If work coming into my business was inconsistent and I needed a flexible workforce and I offered a guaranteed payment during any lay off, then those employees would still be my employees engaged under a permanent contract of employment and their pay rates would have nothing to do with any staff similarly employed by other companies.
However, staff employed on temporary contracts and engaged under an agency contract, do have rights to equal pay after twelve weeks employment, but some agencies and umbrella companies have contrived to make workers appear to be permanently employed simply to remove those rights.
It is the contriving of pay between assignments which is the loophole; in fact it’s not a loophole, it’s a technique that is used to circumvent the Agency Worker Regulations (AWR).
I would be very surprised if an Employment Tribunal will find for the agencies and umbrella companies if, like many others, a pay rate has been offered which includes a percentage to cover the pay between assignments, which is what converts a temporary contract of employment into a permanent one and one which then falls outside AWR.
The client, agency and umbrella company often understand that the worker will not be paid anything at all between assignments, but other than in the small print, the worker doesn’t know that a payment relating to pay between assignments, whether or not that situation ever arises, has been made.
Pay between assignments (PBA) is generally rolled up in a bonus, commission or other pay and it is subject to deduction of tax and NI. So far so good; Wrong. PBA is an income payment for tax purposes, but I would argue that it is not employment income unless it is actually taken as a payment in the period between assignments.
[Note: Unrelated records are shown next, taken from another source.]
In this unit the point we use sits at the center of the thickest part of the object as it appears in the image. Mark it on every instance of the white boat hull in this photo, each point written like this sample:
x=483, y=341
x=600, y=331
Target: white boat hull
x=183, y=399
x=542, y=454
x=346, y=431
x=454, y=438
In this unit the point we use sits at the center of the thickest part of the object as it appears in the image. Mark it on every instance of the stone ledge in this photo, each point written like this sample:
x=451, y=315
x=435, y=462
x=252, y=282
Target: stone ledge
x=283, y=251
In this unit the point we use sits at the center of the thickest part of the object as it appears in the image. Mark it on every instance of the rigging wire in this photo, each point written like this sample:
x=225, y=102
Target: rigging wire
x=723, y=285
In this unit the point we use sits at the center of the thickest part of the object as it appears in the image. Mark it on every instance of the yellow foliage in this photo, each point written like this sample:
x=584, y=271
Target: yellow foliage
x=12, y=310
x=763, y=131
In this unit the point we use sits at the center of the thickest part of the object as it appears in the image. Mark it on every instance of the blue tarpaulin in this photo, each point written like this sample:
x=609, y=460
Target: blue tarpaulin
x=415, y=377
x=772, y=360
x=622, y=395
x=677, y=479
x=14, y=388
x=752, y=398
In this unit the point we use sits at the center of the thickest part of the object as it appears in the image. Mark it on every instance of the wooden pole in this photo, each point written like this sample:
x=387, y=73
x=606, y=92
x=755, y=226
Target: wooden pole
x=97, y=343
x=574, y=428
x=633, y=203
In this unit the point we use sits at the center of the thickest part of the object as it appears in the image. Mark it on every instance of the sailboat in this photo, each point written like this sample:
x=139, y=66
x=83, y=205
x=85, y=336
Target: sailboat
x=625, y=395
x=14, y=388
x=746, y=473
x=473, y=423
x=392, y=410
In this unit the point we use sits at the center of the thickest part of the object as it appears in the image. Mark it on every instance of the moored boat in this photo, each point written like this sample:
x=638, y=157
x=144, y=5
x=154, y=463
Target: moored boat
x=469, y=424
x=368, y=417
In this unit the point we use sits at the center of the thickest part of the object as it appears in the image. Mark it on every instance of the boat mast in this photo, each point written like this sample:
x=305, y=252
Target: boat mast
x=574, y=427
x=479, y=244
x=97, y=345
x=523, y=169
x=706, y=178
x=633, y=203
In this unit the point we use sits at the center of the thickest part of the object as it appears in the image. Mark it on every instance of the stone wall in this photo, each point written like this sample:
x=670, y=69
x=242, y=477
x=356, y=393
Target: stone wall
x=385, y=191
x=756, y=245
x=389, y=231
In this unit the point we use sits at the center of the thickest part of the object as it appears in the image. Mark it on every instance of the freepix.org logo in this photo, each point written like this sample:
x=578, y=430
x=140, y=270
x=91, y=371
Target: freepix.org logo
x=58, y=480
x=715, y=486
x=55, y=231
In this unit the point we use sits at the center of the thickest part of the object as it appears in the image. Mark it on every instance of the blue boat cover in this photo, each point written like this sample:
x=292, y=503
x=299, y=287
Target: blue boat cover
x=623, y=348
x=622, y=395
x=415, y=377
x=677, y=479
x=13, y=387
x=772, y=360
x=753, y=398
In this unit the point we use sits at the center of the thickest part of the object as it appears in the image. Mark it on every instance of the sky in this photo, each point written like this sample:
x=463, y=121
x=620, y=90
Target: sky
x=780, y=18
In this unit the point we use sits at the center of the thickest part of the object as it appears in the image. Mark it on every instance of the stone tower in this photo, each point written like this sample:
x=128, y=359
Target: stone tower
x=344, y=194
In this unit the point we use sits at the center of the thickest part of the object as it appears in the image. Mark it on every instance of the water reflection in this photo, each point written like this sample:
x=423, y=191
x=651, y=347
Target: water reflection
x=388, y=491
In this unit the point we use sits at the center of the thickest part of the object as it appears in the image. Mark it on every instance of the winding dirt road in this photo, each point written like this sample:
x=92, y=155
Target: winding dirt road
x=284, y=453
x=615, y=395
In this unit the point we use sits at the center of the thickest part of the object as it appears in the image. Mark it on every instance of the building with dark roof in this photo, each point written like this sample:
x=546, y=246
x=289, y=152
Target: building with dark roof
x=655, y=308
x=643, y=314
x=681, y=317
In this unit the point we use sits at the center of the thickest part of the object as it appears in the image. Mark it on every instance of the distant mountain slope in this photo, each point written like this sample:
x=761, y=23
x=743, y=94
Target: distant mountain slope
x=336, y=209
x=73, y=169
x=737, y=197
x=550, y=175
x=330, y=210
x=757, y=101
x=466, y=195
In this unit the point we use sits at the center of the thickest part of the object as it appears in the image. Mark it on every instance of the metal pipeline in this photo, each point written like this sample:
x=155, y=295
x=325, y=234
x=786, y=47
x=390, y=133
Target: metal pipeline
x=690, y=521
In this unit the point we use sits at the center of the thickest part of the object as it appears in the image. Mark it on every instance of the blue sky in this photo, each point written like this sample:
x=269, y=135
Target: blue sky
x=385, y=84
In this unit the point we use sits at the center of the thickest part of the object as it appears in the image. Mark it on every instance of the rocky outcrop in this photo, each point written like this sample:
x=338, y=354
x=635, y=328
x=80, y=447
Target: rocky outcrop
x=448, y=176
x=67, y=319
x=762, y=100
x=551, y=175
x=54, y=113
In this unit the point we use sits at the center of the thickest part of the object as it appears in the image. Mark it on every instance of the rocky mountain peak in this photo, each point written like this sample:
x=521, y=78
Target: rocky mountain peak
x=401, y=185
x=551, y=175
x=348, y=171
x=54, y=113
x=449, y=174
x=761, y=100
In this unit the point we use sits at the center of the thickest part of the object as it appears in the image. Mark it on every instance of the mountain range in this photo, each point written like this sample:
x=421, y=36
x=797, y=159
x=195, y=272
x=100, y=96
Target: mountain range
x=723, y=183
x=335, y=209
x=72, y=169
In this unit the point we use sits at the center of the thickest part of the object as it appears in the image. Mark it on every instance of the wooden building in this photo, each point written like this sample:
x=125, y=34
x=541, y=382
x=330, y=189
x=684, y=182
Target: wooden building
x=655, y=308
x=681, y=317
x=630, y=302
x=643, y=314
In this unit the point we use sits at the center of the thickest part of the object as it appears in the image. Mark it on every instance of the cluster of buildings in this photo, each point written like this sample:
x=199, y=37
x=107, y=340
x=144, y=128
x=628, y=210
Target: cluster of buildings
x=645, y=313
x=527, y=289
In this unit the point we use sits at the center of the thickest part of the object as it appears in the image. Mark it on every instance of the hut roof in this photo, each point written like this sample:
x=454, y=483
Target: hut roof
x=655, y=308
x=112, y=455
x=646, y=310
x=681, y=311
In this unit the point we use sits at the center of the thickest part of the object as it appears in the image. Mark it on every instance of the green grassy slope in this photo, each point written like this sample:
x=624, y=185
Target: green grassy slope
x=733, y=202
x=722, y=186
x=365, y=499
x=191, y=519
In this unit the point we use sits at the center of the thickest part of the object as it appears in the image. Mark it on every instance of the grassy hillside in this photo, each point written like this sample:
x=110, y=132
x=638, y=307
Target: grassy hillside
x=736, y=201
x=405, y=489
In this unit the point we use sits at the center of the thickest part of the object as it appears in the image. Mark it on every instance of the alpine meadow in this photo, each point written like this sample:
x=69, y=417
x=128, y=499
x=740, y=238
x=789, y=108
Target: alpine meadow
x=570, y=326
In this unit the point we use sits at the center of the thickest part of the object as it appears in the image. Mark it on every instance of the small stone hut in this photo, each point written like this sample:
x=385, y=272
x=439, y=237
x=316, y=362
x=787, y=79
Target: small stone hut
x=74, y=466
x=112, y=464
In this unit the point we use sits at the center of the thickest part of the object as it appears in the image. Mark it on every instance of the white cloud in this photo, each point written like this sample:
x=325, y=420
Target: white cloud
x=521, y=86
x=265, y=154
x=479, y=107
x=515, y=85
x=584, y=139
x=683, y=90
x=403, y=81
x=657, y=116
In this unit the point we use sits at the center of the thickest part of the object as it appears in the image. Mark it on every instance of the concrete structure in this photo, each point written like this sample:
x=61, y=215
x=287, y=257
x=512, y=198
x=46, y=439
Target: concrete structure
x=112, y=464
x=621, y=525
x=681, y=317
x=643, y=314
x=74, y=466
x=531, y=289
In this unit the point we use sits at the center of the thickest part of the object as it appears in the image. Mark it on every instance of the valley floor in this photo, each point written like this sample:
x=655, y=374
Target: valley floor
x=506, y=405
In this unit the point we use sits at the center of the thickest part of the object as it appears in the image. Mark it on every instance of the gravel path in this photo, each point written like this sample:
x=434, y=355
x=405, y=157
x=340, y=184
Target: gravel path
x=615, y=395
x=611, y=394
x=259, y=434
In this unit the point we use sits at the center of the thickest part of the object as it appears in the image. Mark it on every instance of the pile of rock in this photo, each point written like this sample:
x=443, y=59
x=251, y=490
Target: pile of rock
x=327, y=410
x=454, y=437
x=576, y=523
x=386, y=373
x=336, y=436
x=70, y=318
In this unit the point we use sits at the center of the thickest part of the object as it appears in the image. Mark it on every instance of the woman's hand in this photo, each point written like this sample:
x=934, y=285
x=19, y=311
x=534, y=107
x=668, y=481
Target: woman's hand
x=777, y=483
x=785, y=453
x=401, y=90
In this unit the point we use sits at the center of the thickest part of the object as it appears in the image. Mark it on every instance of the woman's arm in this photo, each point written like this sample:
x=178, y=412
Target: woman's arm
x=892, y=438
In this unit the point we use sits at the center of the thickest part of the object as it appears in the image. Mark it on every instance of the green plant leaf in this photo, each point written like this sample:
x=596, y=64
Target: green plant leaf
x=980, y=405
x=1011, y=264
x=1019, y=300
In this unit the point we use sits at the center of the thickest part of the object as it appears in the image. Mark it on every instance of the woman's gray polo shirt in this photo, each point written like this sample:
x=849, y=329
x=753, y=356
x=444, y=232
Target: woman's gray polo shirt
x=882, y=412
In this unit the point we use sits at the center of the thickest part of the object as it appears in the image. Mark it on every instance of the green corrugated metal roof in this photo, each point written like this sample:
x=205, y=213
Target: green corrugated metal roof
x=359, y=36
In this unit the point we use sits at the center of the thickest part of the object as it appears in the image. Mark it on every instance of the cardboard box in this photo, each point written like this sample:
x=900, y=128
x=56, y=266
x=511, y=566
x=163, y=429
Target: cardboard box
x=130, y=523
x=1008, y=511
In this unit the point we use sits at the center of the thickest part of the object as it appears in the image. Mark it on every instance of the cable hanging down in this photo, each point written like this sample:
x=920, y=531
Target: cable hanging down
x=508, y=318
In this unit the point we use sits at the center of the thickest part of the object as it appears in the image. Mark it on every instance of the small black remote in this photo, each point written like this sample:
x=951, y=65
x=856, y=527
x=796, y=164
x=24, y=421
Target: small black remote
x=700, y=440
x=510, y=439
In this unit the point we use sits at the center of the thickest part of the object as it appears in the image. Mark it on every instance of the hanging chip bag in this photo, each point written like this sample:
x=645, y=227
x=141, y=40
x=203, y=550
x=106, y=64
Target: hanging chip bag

If so, NI contributions are not deductible at the point at which PBA is paid. The payment, most likely having been wrongly assessed under PAYE regulations, will identify PBA as not actually being made for the intended purpose.
The practice of rolling up PBA in agency workers’ pay rates to avoid AWR will no doubt come to an abrupt end after this case is heard, or perhaps even before when it is realised that this practice stands on very shaky ground.